Когда я освободилась, несколько раз получала от нее стихотворные послания. Помню один сонет (она отлично владела разными формами стихосложения, и мне преподала несколько уроков), заканчивающийся стоном: «Ах Ирочка, пожрать бы всласть!» Все было зарифмовано по канонам. А в лагере в это время действительно стало голодно. Пять килограммов посылка раз в полгода (без сахара и чая). Была маленькая лазейка – не оговаривались бандероли, и первое время в них, между мылом и конвертами, можно было запихнуть шоколадку или витамины. Она взяла с меня клятву, что я в бандероли буду запихивать чай. Довольно скоро эти «милости» закончились, бандероли тоже запретили, но раз или два я и Макотинская, которая не забывала свою несчастную подругу, посылали ей подкрепление. Иногда удавалось выхлопотать «внеочередную» посылку, посылали ее от имени той же Брехуновой, это был единственный адрес, с которого они (А.А. и Санагина) могли официально что-то получать. Сохранилось ее письмо, в котором она указывает, что положить, и спрашивает, как идут хлопоты по делу. Уже не стихи, тон грустный, безнадежный. В конце концов хлопоты (все взяла на себя Анна Петровна Скрипникова, жившая в Орджоникидзе, мы с ней по этим делам переписывались) увенчались относительным успехом. Обеих преступниц освободили несколько раньше отпущенных им гуманным советским режимом десяти лет. На воле мы уже не встречались.

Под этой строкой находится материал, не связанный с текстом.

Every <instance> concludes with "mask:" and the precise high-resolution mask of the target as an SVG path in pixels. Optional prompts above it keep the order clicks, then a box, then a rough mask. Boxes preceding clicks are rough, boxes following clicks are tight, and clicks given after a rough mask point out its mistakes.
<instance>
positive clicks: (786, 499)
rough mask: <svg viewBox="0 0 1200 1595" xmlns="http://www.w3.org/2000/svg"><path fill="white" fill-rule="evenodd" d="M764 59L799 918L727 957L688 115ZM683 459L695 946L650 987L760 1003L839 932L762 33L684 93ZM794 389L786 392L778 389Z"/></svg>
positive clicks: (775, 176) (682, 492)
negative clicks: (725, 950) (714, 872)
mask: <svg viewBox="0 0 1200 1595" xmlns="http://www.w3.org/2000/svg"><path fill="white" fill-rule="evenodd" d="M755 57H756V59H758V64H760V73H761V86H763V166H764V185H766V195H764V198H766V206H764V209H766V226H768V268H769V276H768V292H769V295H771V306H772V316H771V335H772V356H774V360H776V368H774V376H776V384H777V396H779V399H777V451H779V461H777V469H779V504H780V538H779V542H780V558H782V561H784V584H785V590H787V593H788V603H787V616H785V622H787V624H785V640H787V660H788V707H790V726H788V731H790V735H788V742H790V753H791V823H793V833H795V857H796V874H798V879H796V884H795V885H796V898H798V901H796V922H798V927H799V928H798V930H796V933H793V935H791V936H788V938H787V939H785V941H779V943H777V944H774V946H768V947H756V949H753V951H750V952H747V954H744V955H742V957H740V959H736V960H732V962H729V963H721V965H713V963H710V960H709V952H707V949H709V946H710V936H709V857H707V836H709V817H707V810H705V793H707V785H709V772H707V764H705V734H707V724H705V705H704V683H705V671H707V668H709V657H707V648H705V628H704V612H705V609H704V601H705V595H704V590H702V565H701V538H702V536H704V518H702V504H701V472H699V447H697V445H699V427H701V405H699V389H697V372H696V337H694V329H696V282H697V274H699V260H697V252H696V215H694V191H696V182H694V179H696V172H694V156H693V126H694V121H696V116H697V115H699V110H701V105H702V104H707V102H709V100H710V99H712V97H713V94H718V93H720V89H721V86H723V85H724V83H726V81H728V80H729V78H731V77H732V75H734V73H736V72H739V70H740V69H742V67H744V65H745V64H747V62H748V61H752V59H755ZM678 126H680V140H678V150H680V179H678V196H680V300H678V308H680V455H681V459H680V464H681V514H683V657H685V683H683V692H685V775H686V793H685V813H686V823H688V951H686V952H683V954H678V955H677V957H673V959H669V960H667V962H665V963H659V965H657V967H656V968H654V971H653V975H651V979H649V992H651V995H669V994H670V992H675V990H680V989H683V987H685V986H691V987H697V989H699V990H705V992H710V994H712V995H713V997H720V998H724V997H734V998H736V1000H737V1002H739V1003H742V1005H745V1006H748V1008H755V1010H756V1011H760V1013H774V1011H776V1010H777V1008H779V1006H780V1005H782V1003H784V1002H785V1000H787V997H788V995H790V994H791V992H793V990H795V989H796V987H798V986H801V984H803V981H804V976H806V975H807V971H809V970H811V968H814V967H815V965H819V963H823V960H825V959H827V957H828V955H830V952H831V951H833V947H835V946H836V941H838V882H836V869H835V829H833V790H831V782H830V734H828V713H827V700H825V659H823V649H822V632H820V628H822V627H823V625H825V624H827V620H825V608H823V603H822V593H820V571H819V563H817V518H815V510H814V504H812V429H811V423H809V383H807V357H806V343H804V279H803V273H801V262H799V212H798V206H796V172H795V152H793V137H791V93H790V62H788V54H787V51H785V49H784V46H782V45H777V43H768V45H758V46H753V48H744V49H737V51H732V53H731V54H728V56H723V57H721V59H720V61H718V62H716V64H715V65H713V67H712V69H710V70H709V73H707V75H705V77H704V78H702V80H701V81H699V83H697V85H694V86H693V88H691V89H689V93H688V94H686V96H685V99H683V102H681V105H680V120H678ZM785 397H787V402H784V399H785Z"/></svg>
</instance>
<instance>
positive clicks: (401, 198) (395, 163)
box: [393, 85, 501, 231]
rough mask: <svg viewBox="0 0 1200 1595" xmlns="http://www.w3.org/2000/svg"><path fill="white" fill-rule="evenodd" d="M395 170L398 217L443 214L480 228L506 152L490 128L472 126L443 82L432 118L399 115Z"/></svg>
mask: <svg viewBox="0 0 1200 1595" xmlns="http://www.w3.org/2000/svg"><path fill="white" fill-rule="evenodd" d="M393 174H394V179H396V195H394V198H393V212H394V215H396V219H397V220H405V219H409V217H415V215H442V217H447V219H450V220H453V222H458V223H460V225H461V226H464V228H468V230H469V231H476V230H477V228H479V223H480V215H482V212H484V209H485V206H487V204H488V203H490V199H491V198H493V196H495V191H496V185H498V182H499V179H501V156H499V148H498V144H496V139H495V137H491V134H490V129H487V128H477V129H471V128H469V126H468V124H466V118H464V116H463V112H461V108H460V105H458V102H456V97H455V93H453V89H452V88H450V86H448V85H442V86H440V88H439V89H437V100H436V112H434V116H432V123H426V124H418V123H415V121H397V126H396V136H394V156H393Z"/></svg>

В одном из ее стихотворений, а читала хриплым голосом, кашляя, были такие строки: «Страдание – творческая материя. Иначе к чему страдания?» Вспоминая ее жизнь, я вспоминаю и эти строки.



Париж, 2009. Выступление в Фонтанном доме на вечере памяти А. А. Барковой

Анна Саакянц. «Рыжий соавтор»

Рыжей Аня не была, но у нее надо лбом среди каштановых кудрей огневел рыжий клок. Он был именно непослушный, задиристый и удивительно шел к ней, к ее колючему, порывистому, страстному характеру. Но главное в ней было – чувство формы и игры, природный артистизм, обаяние и легкость, за которыми скрывался глубокий и сильный человек. Стоя на крыльце тарусского домика, она стряхивала с шубки снег, а из-под меховой шапки весело смотрели большие серо-зеленые глаза, распахнутые, удивленные. Она, как и Ариадна, любила дурачиться, и они замечательно «подыгрывали» друг другу.

напевала Анюта, помогая Але что-то ставить на стол. (Она была очень музыкальна, до последних дней слушала оперные кассеты. А вот хозяйство не любила, хотя и стряпала что-то на своей кухоньке для гостей – немудреное, но всегда было вкусно и уютно.) В ней было столько женской прелести, капризной грации, что-то от средневековой неприступной дамы, незабываемое изящество внешнего проявления. Недаром часто ее отношения с мужчинами строились сугубо «куртуазно» – были пажи-рыцари, и любившие ее, и терпевшие от нее, и страдающие без нее. «Романом века» шутя называли друзья ее отношения с «двумя Львами» – Л. М. Турчинским и Л. А. Мнухиным. С Левой Турчинским, несмотря на сорокалетнюю дружбу и почти ежедневные встречи, они были на «вы». «Прекрасная дама» сохраняла дистанцию.

Когда мы уже подружились, Аня рассказала мне, как первый раз, готовя в Гослитиздате маленький процеженный сборничек Цветаевой в 1961 году, приехала к Ариадне работать над текстом. Это было 3 марта 1961 года. Але уже удалось купить однокомнатную квартирку около метро «Аэропорт». Там почти не было мебели, она еще собиралась по друзьям. Для Ани это была первая встреча с дочерью любимого поэта, она робела, не смела возражать, заранее письменно приготовила «рабочие» вопросы. Но о поэзии в этот первый раз они не говорили.